I think we’re going to get some kind of nom, the ubiquitous Khmer word for practically any type of junk/snack food. Instead, she leads me to a stall just next to the meat section of the market. She pulls out a stool for me, and I sit with my back to some slabs of pork fat and a pig head laid out on a picnic tablecloth. I try to block out the smell of meat as she dishes me up a bowl of what turns out to be my favorite bong aim, shaved ice and chunks of chewy morsels covered in condensed milk and syrup. Even though she’s not one of the students I recognize as being a good English student in her class, I start asking her some of my stock questions to help her practice speaking a little. To my surprise, she’s anxious to speak English (the majority of students are too shy to answer even my simple questions) and blows me away with her complex answers. She has been holding back on me in class. I move beyond my basic “What time do you usually eat lunch?” and “How many brothers and sisters do you have?” to ask her about her family and the dessert stall they have at the market. Her parents make the sweets themselves early in the morning in their village, about one kilometer down the dirt road nearby. She helps them sell the desserts when she’s not busy with class, she tells me as she washes some bowls and uses a plastic bag tied to a stick to swat away some flies.

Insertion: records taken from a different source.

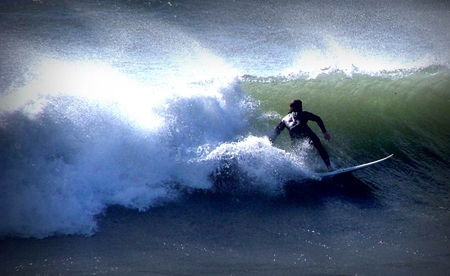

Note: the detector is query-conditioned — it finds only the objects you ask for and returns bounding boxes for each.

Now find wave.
[0,61,450,238]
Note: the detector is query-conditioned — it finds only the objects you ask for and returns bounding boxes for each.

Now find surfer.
[269,99,333,171]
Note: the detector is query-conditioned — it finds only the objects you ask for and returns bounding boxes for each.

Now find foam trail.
[0,61,258,238]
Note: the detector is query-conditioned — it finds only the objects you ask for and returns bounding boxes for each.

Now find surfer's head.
[289,99,303,112]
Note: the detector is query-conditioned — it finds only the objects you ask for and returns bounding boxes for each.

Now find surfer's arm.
[305,112,331,141]
[269,121,286,143]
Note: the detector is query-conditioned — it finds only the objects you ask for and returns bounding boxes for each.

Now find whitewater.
[0,0,450,275]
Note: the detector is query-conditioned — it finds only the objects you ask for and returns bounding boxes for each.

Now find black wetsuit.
[271,111,330,166]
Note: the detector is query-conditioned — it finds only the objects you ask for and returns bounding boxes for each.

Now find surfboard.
[313,154,393,179]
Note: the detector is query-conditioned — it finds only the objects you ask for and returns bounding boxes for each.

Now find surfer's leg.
[309,133,332,170]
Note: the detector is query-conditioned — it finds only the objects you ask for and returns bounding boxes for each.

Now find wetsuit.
[270,111,330,167]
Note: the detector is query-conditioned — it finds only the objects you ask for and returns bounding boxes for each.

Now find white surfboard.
[313,154,393,179]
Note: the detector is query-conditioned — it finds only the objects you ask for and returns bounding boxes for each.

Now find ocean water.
[0,0,450,275]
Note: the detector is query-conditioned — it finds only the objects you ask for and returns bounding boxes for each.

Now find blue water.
[0,0,450,275]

Soon enough the meat vendors at my back start asking her questions about me (in Khmer). Some of the women who are up on their gossip start to answer for me before I chime in and everyone realizes, excitedly, that I can understand them. I now have the rapt attention of all the shoppers and vendors within my field of vision as I answer their questions about my family, my salary, my marital status – the usual. I chat with them, and alternately in English with my student, for about 20 minutes before I need to be heading home to lunch. As I get out my wallet, my student motions to me to put it away. “I give you free teacher.” I hand her what I know is the usual cost for a bowl of bong aim and tell her thanks but I want to be able to come back and eat her dessert again. She gives me back 500 riel of the 1500 (about 37 cents) I gave her, shaking her head. “Thank you so much teacher.” I ask her why she is thanking me. “I’m so happy. I feel happy to talk with you teacher.”

As I walk home, I think to myself...it’s a good thing class was cancelled.